Parallel dazu erfolgte die Rettung der in der Mühle eingeschlossenen zehn „Schüler“ und ihrer beiden „Lehrer“. Sie befanden sich fiktiv bei einer Besichtigung der Mühle, als im Maschinenraum zunächst ein Schwelbrand entstand, der in ein offenes Feuer mit starker Rauchentwicklung über drei Stockwerke mündete. Laut Aufgabenstellung war den Personen der Fluchtweg abgeschnitten, sie verharrten in den beiden Obergeschossen, wohin die ersten Einsatzkräfte aus Sternenfels und Diefenbach mittels Steck- und Schiebeleitern vordrangen und über diesen Weg die „Opfer“ retteten. Schnell war auch die Drehleiter aus Knittlingen eingetroffen, über deren Rettungskorb die übrigen „Verletzten“ geborgen wurden. Die Fauststädter stellten zudem ihre Fertigkeit unter Beweis, mittels einer am Korb befestigten Rettungsschale eine leblose Person zu bergen. Die Übung klappte buchstäblich wie „am Schnürchen“. Alle Situationen wurden durchdacht, etwa das Umweltamt oder den Klärmeister der Schützinger Anlage über eventuell kontaminiertes Löschwasser zu informieren. Grundsätzlich kam dabei aber Entwarnung vom Betreiber der Mühle: Er verarbeite das Milchprotein Kasein, also ein reines Naturprodukt, so Eugen Rommel, außerdem seien im Gebäude keinerlei Chemikalien gelagert.

Während zur Löschwasserbereithaltung die Einsatzkräfte ihre Tankfahrzeuge immer wieder am Hydranten am Ortsausgang von Zaisersweiher auffüllten, wäre bei einem Ernstfall die Ötisheimer Feuerwehr auf den Plan getreten, um dorthin eine rund 800 Meter lange Förderleitung aufzubauen, so Einsatzleiter Riekert.

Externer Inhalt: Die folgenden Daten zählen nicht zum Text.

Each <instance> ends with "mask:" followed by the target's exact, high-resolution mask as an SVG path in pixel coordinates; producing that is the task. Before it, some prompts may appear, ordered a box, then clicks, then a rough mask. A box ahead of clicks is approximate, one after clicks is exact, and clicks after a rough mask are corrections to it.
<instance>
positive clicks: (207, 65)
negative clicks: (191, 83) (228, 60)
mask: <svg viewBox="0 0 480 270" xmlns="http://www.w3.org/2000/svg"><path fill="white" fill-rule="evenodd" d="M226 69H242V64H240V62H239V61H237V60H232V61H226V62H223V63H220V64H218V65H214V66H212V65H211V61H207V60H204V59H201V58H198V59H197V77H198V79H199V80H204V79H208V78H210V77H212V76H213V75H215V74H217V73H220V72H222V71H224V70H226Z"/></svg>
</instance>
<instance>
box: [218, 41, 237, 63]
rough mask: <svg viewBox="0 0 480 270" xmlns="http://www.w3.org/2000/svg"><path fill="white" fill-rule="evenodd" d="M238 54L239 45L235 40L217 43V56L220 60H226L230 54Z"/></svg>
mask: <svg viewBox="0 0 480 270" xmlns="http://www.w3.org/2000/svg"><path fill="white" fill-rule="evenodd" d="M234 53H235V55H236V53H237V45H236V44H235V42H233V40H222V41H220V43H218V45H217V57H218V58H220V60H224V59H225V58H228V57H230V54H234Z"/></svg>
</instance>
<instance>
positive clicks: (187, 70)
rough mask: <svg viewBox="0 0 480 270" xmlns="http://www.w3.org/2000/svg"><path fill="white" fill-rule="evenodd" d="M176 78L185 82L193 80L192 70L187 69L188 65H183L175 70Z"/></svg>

Rund 400 Meter von der Mühle entfernt befindet sich das Ostportal des Freudensteintunnels der Schnellfahrstrecke, wo die Bahn für Notfälle einen Behandlungsplatz angelegt hat. Diesen nutzte nun ebenso beim samstäglichen Szenario die involvierte rund 30-köpfige Einsatzeinheit des DRK-Kreisverbands unter Zugführer Markus Mannuss. Dort wurden die „Verletzten“ mit ihren fiktiven offenen Wunden und Brandverletzungen untersucht und erstversorgt. Anschließend wurden sie ins gleichfalls fiktive „Schwerpunktkrankenhaus Diefenbach“, konkret in die Gießhalle gebracht.

Lehrreicher Nachmittag

Kommandant Riekert war rundum zufrieden mit dem Übungsverlauf. Die Übung habe wichtige Erkenntnisse geliefert, aus denen man in einem Ernstfall im Bereich der Mühle Schlüsse ziehen könne. Der Nachmittag sei „sehr lehrreich“ gewesen. Bewährt habe sich auch die Einbindung der Führungsunterstützungseinheit Stromberg, die abteilungsübergreifend koordiniere, dabei Synergien nutze und auch die Schnittstelle zum Rettungsdienst darstelle.